Obbligazioni – Volatilità in crescita

È evidente che le turbolenze di mercato non sono giunte a termine.

Nella notte Trump ha apertamente accusato Pechino di agire scorrettamente sul mercato valutario indebolendo deliberatamente la propria valuta e le piazze asiatiche hanno sommato la cosa alla pessima performance di Wall Street, ma riuscendo comunque ad arginare quella che sembrava inizialmente una debacle importante dopo che la Bank of China ha comunicato un tasso di riferimento dello Yuan più alto rispetto a quanto ci si attendesse.

Il buon dato sugli ordini industriali in Germania ha poi permesso alle aperture europee di evidenziare anche qualche timido segno di riscatto. Ma la volatilità è aumentata sensibilmente, non tanto in valore assoluto, quanto in termini relativi rispetto allo standard storicamente molto basso a cui il mercato si era affezionato.

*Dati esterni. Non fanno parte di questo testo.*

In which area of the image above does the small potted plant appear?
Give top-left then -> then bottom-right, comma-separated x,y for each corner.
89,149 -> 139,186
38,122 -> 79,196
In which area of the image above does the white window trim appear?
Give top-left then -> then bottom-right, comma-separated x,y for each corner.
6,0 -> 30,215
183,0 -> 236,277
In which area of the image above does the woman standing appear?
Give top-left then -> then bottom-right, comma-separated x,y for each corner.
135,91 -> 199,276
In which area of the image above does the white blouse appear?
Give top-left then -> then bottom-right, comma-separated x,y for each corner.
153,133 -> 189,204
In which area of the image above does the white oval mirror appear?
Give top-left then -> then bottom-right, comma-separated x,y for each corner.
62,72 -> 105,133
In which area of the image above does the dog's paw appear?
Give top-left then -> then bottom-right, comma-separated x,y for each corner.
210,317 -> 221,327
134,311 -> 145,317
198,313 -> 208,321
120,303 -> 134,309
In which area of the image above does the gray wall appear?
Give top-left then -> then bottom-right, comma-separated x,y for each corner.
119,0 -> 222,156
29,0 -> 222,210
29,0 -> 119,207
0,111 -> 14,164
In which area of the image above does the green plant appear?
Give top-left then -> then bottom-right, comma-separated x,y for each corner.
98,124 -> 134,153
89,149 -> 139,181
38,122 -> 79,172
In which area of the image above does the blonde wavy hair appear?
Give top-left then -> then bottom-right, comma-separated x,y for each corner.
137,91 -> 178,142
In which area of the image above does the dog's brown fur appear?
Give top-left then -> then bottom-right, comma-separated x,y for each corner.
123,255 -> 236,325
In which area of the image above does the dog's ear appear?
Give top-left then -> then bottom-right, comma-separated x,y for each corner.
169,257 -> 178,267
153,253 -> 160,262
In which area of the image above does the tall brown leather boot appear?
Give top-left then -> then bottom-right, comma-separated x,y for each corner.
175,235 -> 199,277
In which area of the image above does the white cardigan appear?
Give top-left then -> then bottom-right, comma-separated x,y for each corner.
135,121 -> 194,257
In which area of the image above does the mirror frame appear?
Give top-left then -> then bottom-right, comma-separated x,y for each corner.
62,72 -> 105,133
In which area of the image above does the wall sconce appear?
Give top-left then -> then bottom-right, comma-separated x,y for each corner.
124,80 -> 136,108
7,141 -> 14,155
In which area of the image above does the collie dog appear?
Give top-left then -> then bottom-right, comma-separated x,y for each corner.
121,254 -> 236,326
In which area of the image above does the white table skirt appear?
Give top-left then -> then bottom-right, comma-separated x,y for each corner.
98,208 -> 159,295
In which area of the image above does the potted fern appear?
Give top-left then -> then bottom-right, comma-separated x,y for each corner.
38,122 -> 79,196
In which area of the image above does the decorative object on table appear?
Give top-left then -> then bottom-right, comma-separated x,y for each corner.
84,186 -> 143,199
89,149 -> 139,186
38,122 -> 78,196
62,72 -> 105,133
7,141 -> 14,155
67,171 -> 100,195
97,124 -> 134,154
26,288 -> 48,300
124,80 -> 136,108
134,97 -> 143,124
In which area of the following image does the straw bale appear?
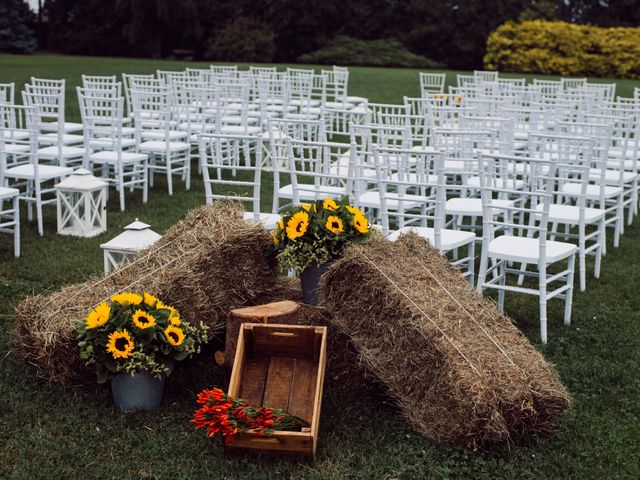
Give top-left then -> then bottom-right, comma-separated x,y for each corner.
321,235 -> 570,448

Il dollaro ha perso oltre una figura piena in meno di 36 ore e traccheggia in questo primo scorcio di mattinata poco sopra 1,12 dopo aver toccato un traguardo di mezza figura più alto, i future americani mostrano il segno positivo, ma Treasuries e benchmark di più alta qualità restano solidamente arroccati su livelli record (per il periodo), come pure l’oro che pare ormai decisamente intravvedere come realizzabile il raggiungimento di quota 1500 dollari l’oncia.

La curva italiana continua a “soffrire” in termini relativi senza riuscire ad agganciare il carro del Bund nonostante il superamento della prova del voto di fiducia del Governo di ieri, segno del fatto che i titoli di Stato della Repubblica pagano pegno per il proprio rating (al pari, peraltro, di tutta la periferia europea, Spagna e Portogallo inclusi).

Si sottolinea infine il preventivato effetto sui corporate high-yield i cui spread prendono a risalire velocemente portandosi a 380 punti base per le emissioni in euro e quasi a 420 per quelle in dollari, effetto che non dovrebbe essersi esaurito vista la persistente volatilità dell’azionario e l’accentuarsi dell’effetto “fly-to-quality”.